Já consigo definir que Jordan Peelle é um cineasta que domina o gênero. Não! Não Olhe! (nome cretino em português) pode até não ter as reviravoltas incríveis de seus dois filmes anteriores, mas é uma aula de ousadia, direção, com um roteiro fragmentado (o filme é dividido em episódios com os nomes dos cavalos, mas que se ligam entre si), é o seu filme mais perturbador e por vezes até claustrofóbico. Ao invés de fazer o mais do mesmo, ele resolveu dar uma aula de tensão e fotografia. As imagens são um show à parte, conduzidas pelas tomadas de Hoyte van Hoytema, que usa a tecnologia de captação para Imax, com tomadas aéreas, profundas e amplas, explorando a imensidão desértica do rancho dos Haywood. E o mais incrível do filme é que ele tem pitadas de ficção científica, tem toda a pinta de filmes de Ufos, mas tem terror, dá grandes sustos, não esquece da comédia e do nonsense, às vezes, homenageia os faroestes clássicos e os cavalos, e também dá sua crítica à sociedade refém da imagem, onde tudo, para existir, precisa ser filmado, postado, provado e olhado, mesmo que olhar possa fazer você perder a vida. A música, de Michael Abels, é extremamente perturbadora, abusa de graves e causa o desconforto necessário para entrarmos de cabeça na esquisita história de Peele. Às vezes o filme tem algumas referências a Sinais, Fim dos Dias ou até ao clássico Contatos Imediatos de Terceiro Grau, mas o diretor, mesmo usando algumas ideias, cria algo novo, não tão fácil de digerir e que causa muito impacto.

Daniel Kaluuya, fiel escudeiro do diretor, está muito bem como o calado, amargurado e taciturno OJ. Mas o filme é de Keke Palmer, como a falante e espevitada Emerald, um oposto total do irmão, Keke faz de tudo para conseguir as provas dos fenômenos que assolam o rancho da família, sendo o alivio cômico, mas fio importantíssimo na condução da trama. Steven Yeun também brilha como o dono do parque, Rick, que tenta ganhar dinheiro em qualquer coisa que faz, abusando sem dó da sociedade do espetáculo, além de usar o seu trágico passado pra atrair fãs. Completam o time Brandon Perea, como o vendedor de câmeras de segurança, que não consegue se conter e quer ajudar os irmãos, e Michael Wincott, como um renomado diretor de fotografia, que acaba se interessando pela história, sempre com mau humor realçado pela sua indefectível voz rouca.

 

Uns até criticaram o diretor, porque Não! Não Olhe! não tem a crítica social frequente nos seus filmes, ou não denuncia o racismo, mas acredito que Jordan deve estar pouco preocupado com isso.
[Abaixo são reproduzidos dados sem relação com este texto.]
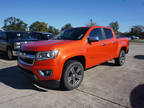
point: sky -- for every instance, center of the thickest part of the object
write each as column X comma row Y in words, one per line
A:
column 77, row 12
Ele consegue, num mix de ideias, criar um filme que critica a espetacularização da vida, o uso de animais em produções cinematográficas, a cultura da imagem a qualquer custo e não tem medo de experimentar, fugir do óbvio. Mesmo assim, com gente criticando, cria uma história que coloca a presença do negro lá nos primórdios do cinema, mesmo que seja uma invenção sua, a imagem do cowboy em movimento, ele recria a história ao seu jeito, dando o protagonismo ao negro. Cenas como a chuva de sangue sobre a casa dos Haywood, um espetáculo visual, ou até a cena em que OJ tem um encontro com alienígenas são de causar arrepios. Não! Não Olhe! é um filme difícil, recheado de detalhes, prova com metáforas que, por mais que tentemos, não temos total domínio sobre a natureza, os animais e, principalmente, o desconhecido. Suas duas horas e pouco de exibição provocam e até perturbam o espectador, que busca explicações, saídas e torce pelos protagonistas. O certo seríamos nos livrar das teses e certezas e, como diria a famosa série de TV que inspirou o filme, às vezes é bom entrarmos na região da fantasia, aquela região que é além da imaginação, e para isso Jordan nos dá todas as ferramentas, com mais um ótimo filme.